直覺沒什麽好事,江嶼皺起眉,“你不會想要借這個人情搭我的車?”江嶼嗤笑了聲,“說出去不怕被人笑話嗎?傅總居然不敢開車,怎麽了,車禍把你哪兒撞了?給你留下這麽大心理陰影。”
傅修時眼神有一瞬間躲閃,江嶼挑了下眉,“有什麽難言之隐?你放心,我問這個絕對不是在關心你,只是覺得很好笑。”
“沒有。”垂在身側的手指繃緊了,傅修時輕聲道:“是頭部。”
沒辦法,他必須得向江嶼撒謊。
不想讓江嶼知道自己是因為他出了車禍才沒辦法開車,就從江嶼離開病房以後的每一天,他的手徹底握不住方向盤了,明明之前還可以。
心理醫生說解鈴還須系鈴人,光吃藥是解決不了他的問題的。
江嶼朝着他的腦袋看過去,注意到他的視線,傅修時幹脆彎下腰來,讓他能看得更仔細一點。
一時間,他們之間的距離變得很近。
江嶼純粹是想找那個傷口,但傅修時離得太近了,頭發從他的頸側擦過,帶起一陣癢意,江嶼瞬間回過神來,後退了一步,“沒人要看你的傷。”
傅修時确實心存着那麽點希望。
希望江嶼能夠再關心一下自己,哪怕一點點都好,雖然受傷是假的——但也預料到江嶼這種反應。
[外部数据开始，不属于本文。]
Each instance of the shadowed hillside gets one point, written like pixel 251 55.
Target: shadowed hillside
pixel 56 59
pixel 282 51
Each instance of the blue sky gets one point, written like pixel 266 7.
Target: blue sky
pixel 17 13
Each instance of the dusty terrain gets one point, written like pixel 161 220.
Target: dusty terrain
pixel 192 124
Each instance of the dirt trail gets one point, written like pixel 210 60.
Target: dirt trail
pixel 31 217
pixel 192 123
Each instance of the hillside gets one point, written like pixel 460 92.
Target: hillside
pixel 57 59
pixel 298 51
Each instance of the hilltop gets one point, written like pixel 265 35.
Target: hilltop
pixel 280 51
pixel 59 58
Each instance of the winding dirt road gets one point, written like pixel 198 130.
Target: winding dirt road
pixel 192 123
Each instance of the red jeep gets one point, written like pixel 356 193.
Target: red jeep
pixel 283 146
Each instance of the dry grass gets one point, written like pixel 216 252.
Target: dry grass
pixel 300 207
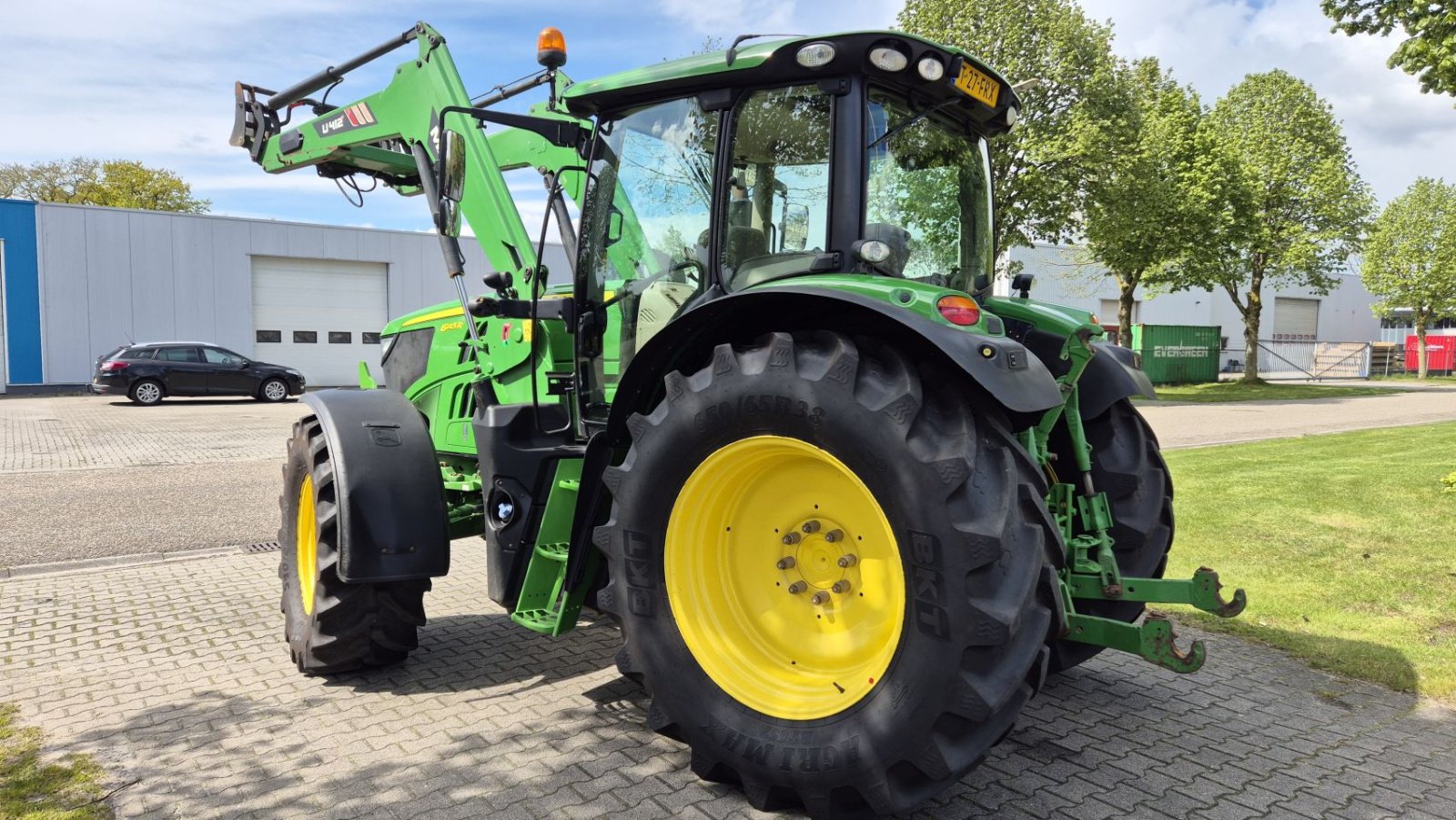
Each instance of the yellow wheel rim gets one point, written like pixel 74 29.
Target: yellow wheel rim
pixel 306 541
pixel 784 577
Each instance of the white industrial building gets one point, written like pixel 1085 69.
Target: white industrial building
pixel 1290 315
pixel 77 281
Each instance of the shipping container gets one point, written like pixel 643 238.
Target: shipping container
pixel 1178 354
pixel 1441 354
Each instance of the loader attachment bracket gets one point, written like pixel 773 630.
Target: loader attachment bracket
pixel 1154 640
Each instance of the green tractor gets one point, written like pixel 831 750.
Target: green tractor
pixel 848 507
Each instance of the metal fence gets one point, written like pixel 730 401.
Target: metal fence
pixel 1303 360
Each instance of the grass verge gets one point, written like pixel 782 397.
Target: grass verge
pixel 1343 543
pixel 1264 390
pixel 35 790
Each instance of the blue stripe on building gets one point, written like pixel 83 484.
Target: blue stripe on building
pixel 22 293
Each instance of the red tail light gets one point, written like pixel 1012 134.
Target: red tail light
pixel 958 309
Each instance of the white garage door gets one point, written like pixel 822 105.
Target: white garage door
pixel 1296 319
pixel 320 317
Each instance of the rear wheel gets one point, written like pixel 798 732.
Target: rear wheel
pixel 830 572
pixel 146 392
pixel 332 625
pixel 1127 465
pixel 273 390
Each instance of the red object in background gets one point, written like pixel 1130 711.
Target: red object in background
pixel 1441 354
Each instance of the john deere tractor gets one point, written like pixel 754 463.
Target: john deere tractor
pixel 848 507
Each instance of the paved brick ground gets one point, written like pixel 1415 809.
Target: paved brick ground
pixel 177 677
pixel 69 433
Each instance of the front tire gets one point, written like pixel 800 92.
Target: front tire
pixel 273 390
pixel 895 684
pixel 331 625
pixel 1127 465
pixel 146 392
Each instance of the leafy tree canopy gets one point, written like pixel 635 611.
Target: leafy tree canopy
pixel 1429 50
pixel 84 181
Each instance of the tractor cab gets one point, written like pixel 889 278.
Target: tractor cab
pixel 861 153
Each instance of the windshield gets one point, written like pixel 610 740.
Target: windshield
pixel 928 194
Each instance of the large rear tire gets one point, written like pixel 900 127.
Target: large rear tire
pixel 334 626
pixel 885 689
pixel 1127 465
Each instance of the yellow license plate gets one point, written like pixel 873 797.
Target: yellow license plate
pixel 977 85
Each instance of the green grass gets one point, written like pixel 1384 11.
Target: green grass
pixel 36 790
pixel 1343 543
pixel 1264 390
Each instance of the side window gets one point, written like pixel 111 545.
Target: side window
pixel 220 356
pixel 778 196
pixel 179 354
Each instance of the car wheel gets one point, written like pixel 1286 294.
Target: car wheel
pixel 273 390
pixel 146 392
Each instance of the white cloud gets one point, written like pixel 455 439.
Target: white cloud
pixel 1394 130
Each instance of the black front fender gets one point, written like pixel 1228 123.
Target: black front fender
pixel 392 509
pixel 1011 375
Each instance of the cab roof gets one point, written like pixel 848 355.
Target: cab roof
pixel 774 62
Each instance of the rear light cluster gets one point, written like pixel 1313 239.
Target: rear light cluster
pixel 958 309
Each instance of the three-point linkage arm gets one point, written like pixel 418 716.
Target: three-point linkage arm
pixel 378 135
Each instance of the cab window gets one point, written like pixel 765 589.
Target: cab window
pixel 776 218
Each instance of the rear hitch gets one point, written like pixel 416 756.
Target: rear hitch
pixel 1154 640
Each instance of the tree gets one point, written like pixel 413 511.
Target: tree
pixel 1143 196
pixel 1429 50
pixel 118 184
pixel 1410 257
pixel 1037 172
pixel 1293 208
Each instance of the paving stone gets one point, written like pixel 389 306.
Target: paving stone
pixel 194 696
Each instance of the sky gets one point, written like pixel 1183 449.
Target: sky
pixel 153 79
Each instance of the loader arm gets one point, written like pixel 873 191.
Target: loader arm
pixel 376 135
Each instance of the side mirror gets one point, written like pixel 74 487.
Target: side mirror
pixel 795 228
pixel 451 182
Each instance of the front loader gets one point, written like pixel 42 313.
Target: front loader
pixel 846 506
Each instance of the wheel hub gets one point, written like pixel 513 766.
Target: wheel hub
pixel 784 577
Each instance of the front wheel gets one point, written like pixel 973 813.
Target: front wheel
pixel 273 390
pixel 829 568
pixel 332 625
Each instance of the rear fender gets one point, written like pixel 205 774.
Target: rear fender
pixel 1011 376
pixel 392 509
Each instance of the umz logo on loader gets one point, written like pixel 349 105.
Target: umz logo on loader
pixel 353 116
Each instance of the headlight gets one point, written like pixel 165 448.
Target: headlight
pixel 814 55
pixel 931 69
pixel 888 58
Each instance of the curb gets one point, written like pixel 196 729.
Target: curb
pixel 85 564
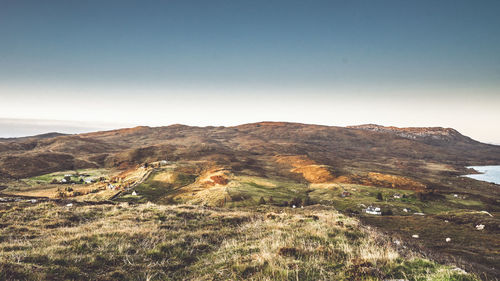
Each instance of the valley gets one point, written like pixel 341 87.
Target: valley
pixel 412 175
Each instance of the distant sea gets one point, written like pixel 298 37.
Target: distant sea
pixel 11 128
pixel 488 173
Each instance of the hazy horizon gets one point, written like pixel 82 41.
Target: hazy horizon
pixel 399 63
pixel 14 128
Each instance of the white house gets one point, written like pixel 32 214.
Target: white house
pixel 373 210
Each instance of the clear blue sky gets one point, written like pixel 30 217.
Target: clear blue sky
pixel 393 62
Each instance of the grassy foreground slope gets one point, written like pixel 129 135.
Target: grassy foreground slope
pixel 47 241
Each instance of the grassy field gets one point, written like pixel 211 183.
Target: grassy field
pixel 152 242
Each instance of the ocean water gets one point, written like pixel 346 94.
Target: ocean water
pixel 488 173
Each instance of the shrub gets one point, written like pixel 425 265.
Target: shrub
pixel 262 201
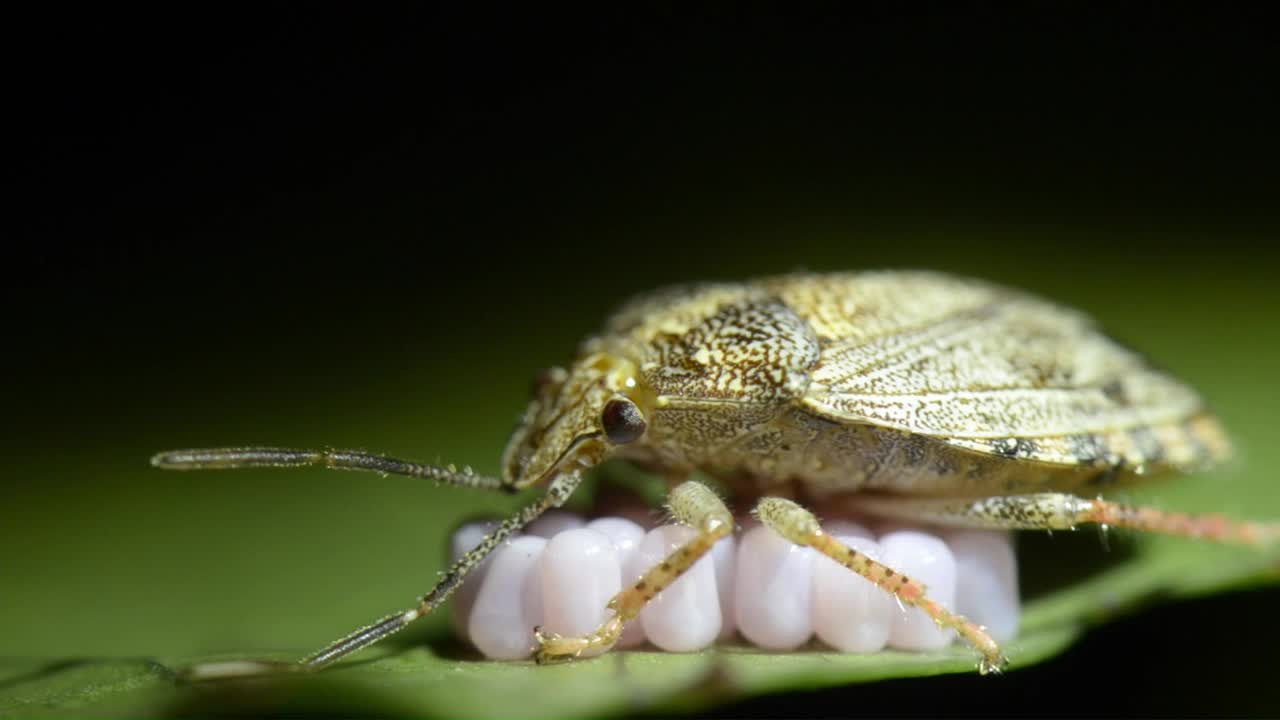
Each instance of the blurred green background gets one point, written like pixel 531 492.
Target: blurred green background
pixel 309 228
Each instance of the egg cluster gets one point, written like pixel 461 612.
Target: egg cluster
pixel 562 572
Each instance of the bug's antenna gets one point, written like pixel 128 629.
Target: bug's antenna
pixel 233 458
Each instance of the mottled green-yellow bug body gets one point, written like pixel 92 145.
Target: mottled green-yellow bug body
pixel 904 395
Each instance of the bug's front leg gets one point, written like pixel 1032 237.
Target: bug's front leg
pixel 1061 511
pixel 801 527
pixel 556 495
pixel 691 504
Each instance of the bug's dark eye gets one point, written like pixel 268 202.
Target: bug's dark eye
pixel 622 422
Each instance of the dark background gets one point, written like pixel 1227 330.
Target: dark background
pixel 305 224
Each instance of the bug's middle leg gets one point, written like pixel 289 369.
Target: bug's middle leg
pixel 801 527
pixel 691 504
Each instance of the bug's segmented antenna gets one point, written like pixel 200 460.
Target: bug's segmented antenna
pixel 234 458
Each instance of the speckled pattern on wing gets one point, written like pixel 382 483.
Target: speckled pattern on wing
pixel 993 370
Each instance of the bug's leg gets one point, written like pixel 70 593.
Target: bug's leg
pixel 232 458
pixel 801 527
pixel 1061 511
pixel 556 495
pixel 691 504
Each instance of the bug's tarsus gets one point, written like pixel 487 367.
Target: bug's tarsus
pixel 691 504
pixel 1064 511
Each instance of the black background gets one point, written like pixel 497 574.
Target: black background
pixel 190 178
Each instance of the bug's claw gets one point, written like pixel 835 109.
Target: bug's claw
pixel 988 666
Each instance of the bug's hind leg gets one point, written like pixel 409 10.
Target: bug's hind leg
pixel 801 527
pixel 691 504
pixel 1061 511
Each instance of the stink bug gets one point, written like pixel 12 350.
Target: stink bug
pixel 906 395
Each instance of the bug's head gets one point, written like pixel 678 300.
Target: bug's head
pixel 577 418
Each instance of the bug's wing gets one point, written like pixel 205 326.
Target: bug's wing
pixel 997 372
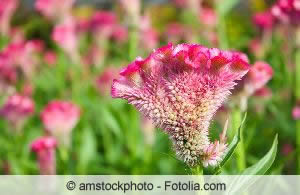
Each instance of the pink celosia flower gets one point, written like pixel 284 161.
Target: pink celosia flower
pixel 263 92
pixel 148 129
pixel 287 11
pixel 59 119
pixel 257 48
pixel 16 34
pixel 264 20
pixel 180 3
pixel 120 34
pixel 54 9
pixel 132 8
pixel 296 113
pixel 103 23
pixel 180 88
pixel 208 17
pixel 22 54
pixel 16 109
pixel 8 72
pixel 259 74
pixel 7 9
pixel 104 81
pixel 50 57
pixel 64 34
pixel 44 147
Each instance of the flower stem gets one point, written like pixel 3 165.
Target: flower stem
pixel 133 42
pixel 240 150
pixel 198 171
pixel 297 95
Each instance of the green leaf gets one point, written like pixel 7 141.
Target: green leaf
pixel 241 183
pixel 230 150
pixel 262 166
pixel 226 6
pixel 87 151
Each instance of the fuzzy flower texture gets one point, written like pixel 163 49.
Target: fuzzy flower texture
pixel 180 88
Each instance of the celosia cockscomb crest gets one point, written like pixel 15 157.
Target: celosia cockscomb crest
pixel 180 88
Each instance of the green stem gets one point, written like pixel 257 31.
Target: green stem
pixel 133 42
pixel 240 150
pixel 198 171
pixel 297 95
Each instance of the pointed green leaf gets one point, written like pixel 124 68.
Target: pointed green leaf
pixel 262 166
pixel 230 150
pixel 241 183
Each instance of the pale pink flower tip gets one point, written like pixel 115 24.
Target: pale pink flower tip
pixel 60 116
pixel 180 88
pixel 105 79
pixel 17 107
pixel 43 143
pixel 296 113
pixel 264 20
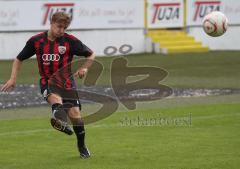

只不過還是無可避免地心髒猛縮了一下,眼皮聳搭着透露出一絲難過的情緒,但這情緒轉瞬即逝,快得都沒讓江嶼捕捉到。
不想在江嶼面前表現得多麽脆弱無能,好像在博取他的同情心。
即使也無法博取到了。
傅修時嗯了聲,“剛剛說的人情,我是想讓你幫我照顧小白幾天。”
江嶼瞬間露出你在想什麽的表情,這要求比蹭車還過分,幫傅修時照顧小白,不是和幫前夫照顧前夫的兒子一樣離譜?
哦,雖然小白是條狗。
還是他救下來的狗。
江嶼也沒想過,傅修時居然會養下小白。
記憶裏傅修時就是個對動物完全沒有任何感情的人,他那時候喜歡喂路邊的流浪貓,傅修時連看都懶得看一眼,甚至還會跟他說,髒。
這樣一個人,居然會養狗。
令人匪夷所思。
“我要出差幾天。”這不是亂說,是真的,“本來想把小白放在寵物店,但前段時間它生了病,對寵物店産生了恐懼。”這也是真的,傅修時昨天晚上就試圖帶小白去常去的那家店,但一到店門口,平時很聽話的小白就咬着他的褲腿想拉着他走,想來是之前在醫院挂水給它留下了不小的心理陰影,導致看見這種店就想跑。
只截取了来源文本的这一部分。